2023-09-21
56 分钟One of the questions I get most often is, like, how do I start this homestead thing?
I'm not going to move to Wyoming like you did.
So what do I do?
And I always start with the food.
I especially love growing something.
It could be a tiny garden in your backyard.
It could be an herb garden on the window sill.
If you live in an apartment, you could put some stuff on your balcony if you have one.
Because just the mere act of growing something, of creating a deeper relationship with nature, of getting your hands in soil, it does something for us as humans.
It changes us.
And I feel like if I can just get people to take that first step, then I.
I know nature does the rest.
This collection of skills and just this way of moving through life is really important.
It carries a lot of the pieces that keep us human, that keep us content, that keep us mentally healthy.

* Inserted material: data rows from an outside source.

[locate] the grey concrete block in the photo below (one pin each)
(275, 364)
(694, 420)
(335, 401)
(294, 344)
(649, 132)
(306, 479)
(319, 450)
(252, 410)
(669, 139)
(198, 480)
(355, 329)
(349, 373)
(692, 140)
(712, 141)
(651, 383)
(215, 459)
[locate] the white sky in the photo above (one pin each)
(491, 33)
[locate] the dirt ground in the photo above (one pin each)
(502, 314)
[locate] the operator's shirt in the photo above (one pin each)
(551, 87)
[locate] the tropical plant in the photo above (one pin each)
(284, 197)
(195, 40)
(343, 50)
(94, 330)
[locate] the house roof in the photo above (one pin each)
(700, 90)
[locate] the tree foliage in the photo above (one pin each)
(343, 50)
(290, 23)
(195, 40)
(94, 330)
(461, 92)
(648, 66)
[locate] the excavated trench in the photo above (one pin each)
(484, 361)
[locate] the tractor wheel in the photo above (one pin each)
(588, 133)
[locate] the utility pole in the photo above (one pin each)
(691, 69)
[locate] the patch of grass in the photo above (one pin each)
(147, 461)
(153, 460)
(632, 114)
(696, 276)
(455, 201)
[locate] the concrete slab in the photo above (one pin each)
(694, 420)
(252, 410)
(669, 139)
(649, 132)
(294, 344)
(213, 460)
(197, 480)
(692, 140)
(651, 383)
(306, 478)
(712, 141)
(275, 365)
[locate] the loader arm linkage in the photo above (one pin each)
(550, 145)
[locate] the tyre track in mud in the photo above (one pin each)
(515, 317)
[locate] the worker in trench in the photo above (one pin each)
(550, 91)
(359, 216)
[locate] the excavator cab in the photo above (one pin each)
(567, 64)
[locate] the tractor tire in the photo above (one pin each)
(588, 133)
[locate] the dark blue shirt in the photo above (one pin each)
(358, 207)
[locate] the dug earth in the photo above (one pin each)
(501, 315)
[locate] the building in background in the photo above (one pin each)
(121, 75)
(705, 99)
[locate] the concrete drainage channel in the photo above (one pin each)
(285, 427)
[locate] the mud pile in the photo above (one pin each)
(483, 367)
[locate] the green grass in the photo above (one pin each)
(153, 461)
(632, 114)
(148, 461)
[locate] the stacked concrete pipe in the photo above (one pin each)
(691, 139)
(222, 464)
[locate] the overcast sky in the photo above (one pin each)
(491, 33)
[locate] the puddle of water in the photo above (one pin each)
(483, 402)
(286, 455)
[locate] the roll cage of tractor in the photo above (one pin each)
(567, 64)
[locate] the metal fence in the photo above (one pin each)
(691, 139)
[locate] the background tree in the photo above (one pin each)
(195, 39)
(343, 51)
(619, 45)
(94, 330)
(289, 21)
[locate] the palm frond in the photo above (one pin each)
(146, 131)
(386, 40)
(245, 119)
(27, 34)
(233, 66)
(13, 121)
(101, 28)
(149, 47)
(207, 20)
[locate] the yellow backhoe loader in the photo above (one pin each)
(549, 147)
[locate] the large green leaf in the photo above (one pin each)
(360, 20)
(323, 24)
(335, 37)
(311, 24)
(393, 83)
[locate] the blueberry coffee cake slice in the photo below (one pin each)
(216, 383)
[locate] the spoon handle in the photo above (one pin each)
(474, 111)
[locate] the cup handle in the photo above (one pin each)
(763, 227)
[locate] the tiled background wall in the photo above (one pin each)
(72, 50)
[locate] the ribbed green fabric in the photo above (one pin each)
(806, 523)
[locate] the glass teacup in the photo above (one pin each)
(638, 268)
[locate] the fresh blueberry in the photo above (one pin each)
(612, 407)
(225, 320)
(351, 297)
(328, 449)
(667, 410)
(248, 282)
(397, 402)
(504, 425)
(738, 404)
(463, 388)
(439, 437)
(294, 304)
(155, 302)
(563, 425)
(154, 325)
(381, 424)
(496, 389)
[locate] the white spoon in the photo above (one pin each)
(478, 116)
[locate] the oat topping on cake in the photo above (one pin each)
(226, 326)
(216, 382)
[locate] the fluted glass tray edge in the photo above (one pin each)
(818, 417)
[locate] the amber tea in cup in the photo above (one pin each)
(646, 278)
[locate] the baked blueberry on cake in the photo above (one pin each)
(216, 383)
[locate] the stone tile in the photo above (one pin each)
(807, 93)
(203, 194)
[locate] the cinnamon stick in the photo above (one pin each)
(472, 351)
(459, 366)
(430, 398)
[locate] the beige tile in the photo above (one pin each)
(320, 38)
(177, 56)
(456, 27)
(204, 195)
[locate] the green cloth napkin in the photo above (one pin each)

We got to have a way to weave these pieces back into everyone's life, regardless of if they live on acreage or not.
So have you ever wondered about just kind of running away from a lot of the madness and the complexity and the pace and the grind and the hyper connectedness of, quote, modern life and finding a simpler, more ease filled option?
Or wonder what living a truly connected, grounded, meaningful life in this modern, high speed world really looks like?
Or how to buck convention and expectations and find true contentment outside of society's prescribed paths?
Well, my guest today, Jill Winger, did exactly that.
And her unplanned journey into the world of what she calls modern homesteading, it not only changed her life, it touched a nerve when she started sharing it and sparked a movement guiding thousands back to their roots.